I've posted this one before, in some form, but it always makes me laugh.

First, no one died, but it does involve an accident involving a motorcycle. Years ago, I responded to a major arterial roadway accident in the greater Ft. Lauderdale area. "Car vs. auto." We pull up on-scene with the engine co. and the rescue (ambulance) and there is a Jap. bike on its side in the road, the rider is still lying there, the car is across a couple of lanes. We backboard the rider w/spinal immobilization, I think he had a lower leg fracture on the side of impact. Now the roadway is covered, from the point of impact, to where the bike came to-rest, with shards of plastic, which, upon further inspection, present a gory sight. There are severed wings, claws, arms, legs, and yes, heads!

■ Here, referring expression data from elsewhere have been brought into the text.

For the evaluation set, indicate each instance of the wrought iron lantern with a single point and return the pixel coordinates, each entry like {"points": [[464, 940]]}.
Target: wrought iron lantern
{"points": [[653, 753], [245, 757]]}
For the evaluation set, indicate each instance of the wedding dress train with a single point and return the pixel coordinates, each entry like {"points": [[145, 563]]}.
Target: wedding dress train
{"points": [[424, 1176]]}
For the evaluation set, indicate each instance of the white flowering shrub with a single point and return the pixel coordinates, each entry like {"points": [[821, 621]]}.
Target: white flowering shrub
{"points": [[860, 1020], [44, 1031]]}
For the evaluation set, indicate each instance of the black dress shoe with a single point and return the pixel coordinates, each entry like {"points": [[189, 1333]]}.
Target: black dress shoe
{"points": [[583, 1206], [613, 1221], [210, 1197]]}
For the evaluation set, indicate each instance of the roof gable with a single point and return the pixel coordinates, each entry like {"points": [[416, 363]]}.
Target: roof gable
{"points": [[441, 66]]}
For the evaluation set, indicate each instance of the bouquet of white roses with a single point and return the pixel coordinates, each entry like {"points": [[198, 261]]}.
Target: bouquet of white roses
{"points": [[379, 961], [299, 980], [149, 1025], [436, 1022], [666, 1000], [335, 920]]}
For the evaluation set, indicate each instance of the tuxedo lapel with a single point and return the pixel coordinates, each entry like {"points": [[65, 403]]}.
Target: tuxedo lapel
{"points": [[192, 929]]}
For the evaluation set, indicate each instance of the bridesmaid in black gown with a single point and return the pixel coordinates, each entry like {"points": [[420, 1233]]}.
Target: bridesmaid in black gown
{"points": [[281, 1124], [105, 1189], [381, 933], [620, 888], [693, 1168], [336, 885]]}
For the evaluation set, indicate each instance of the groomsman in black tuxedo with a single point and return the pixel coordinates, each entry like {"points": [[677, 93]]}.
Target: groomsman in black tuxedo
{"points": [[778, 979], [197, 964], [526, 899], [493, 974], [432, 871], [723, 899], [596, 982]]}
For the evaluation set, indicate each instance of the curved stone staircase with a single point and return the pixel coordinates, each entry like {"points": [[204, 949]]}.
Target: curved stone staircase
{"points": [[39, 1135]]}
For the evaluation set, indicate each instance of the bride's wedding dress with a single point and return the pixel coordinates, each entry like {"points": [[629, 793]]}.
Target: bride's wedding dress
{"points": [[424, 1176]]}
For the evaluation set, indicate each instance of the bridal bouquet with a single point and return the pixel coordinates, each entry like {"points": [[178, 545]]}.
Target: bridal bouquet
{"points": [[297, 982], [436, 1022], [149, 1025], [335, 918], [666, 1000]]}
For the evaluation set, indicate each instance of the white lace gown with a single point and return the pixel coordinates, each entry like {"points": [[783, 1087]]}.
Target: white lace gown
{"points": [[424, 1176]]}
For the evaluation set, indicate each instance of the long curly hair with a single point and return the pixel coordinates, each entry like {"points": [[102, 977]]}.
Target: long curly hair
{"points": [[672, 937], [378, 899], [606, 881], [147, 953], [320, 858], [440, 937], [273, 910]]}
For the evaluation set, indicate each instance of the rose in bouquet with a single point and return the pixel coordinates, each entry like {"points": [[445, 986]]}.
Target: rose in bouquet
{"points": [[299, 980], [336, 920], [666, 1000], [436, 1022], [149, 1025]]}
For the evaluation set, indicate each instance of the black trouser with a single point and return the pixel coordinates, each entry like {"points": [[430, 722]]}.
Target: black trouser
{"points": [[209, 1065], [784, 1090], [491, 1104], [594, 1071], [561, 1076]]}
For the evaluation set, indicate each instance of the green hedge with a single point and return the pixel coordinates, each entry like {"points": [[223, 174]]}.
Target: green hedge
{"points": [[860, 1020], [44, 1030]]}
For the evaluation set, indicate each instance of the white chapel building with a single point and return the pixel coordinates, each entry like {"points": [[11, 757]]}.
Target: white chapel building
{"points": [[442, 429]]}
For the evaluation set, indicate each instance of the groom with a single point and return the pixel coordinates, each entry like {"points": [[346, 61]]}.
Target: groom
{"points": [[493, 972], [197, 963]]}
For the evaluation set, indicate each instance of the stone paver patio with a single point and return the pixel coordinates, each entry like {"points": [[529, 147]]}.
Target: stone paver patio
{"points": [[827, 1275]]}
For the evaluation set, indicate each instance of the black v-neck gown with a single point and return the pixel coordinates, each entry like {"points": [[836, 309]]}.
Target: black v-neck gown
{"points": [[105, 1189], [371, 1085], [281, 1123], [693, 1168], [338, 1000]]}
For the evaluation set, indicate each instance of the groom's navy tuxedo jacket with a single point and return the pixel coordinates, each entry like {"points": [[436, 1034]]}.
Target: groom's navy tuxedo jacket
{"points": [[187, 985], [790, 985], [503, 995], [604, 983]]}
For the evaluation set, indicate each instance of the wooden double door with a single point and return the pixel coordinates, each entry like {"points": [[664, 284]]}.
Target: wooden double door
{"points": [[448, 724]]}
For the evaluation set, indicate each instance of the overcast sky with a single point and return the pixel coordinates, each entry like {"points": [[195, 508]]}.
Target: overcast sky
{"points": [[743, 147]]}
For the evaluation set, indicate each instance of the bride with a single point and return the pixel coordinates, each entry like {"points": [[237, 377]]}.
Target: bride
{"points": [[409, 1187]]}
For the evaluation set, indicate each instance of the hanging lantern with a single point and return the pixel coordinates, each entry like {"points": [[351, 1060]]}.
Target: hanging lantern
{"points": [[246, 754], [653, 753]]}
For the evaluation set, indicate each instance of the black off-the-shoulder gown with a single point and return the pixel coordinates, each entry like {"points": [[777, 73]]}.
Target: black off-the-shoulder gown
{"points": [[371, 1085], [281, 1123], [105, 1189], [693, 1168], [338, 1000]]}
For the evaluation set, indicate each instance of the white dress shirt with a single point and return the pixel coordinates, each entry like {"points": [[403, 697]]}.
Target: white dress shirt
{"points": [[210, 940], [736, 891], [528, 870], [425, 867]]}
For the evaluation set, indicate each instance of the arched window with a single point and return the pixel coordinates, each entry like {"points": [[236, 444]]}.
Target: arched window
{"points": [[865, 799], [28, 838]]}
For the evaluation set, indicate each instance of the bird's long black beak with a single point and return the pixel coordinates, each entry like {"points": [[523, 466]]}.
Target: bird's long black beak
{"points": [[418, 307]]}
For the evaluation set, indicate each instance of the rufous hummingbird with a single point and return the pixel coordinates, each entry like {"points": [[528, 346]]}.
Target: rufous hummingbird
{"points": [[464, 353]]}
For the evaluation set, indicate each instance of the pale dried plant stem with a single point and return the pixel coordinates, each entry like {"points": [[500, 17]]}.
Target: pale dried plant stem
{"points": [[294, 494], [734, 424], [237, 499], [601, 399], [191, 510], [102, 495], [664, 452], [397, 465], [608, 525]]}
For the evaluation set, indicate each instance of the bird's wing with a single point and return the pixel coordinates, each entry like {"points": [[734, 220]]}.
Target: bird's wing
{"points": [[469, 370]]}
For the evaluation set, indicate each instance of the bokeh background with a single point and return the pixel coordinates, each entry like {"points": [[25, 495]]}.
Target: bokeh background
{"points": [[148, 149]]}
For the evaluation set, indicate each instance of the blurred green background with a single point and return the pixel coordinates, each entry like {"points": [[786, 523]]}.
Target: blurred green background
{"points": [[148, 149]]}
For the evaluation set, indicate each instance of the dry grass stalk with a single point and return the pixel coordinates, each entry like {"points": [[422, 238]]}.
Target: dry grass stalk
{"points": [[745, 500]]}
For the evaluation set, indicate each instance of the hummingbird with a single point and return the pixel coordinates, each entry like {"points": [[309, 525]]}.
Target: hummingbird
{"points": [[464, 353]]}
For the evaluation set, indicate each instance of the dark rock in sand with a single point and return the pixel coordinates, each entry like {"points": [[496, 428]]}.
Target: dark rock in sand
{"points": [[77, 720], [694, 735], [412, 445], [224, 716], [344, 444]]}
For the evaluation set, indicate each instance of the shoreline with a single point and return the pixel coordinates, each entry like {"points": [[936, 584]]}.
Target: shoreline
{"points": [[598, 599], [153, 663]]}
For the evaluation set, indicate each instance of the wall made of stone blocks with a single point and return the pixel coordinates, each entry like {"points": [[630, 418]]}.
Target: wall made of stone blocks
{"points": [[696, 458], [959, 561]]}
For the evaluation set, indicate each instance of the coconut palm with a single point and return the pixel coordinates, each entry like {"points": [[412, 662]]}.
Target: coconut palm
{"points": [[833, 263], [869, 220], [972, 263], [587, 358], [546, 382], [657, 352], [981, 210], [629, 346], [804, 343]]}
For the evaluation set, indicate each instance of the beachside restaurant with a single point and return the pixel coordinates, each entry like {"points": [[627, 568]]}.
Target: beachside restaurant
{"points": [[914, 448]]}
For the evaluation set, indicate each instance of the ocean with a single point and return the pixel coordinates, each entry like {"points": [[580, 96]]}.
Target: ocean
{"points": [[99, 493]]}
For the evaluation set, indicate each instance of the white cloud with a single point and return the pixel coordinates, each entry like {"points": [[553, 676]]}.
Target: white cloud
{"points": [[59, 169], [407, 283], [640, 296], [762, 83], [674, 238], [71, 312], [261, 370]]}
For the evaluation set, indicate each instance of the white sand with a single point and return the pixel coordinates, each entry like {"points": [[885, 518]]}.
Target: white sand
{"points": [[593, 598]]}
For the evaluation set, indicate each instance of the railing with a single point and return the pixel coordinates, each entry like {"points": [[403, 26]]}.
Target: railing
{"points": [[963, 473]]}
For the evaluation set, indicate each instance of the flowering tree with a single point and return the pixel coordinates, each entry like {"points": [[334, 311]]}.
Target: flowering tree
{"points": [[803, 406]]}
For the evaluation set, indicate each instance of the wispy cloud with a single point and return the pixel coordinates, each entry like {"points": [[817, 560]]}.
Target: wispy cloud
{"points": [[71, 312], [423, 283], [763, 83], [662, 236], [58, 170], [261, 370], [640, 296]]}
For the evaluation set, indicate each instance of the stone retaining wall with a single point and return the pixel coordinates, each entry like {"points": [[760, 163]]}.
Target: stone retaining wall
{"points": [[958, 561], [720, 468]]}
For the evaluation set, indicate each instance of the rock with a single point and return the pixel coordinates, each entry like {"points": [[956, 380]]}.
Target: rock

"Dragon Bob" had a motorcycle accident. He buys cars and bikes maxed-out on the depreciation curve, and fastens to the bodies all-sorts of Japanese monster movie characters made of plastic. It's quite a sight going down the road, and when you stop next to "Dragon Bob" at a light, you can't help but stare. He favors dragons, and the centerpiece used to be some seven-headed dragon with each neck/head a different color. Mouths agape, lots of pointy teeth, dragon-wings flaring as-if the creature is about to take-off, or just landed...and next to that are dozens of other fantasy/sci-fi critters, across the hood, the front fenders, and on the rear deck too. Strangely, I don't recall much on-top of the roof.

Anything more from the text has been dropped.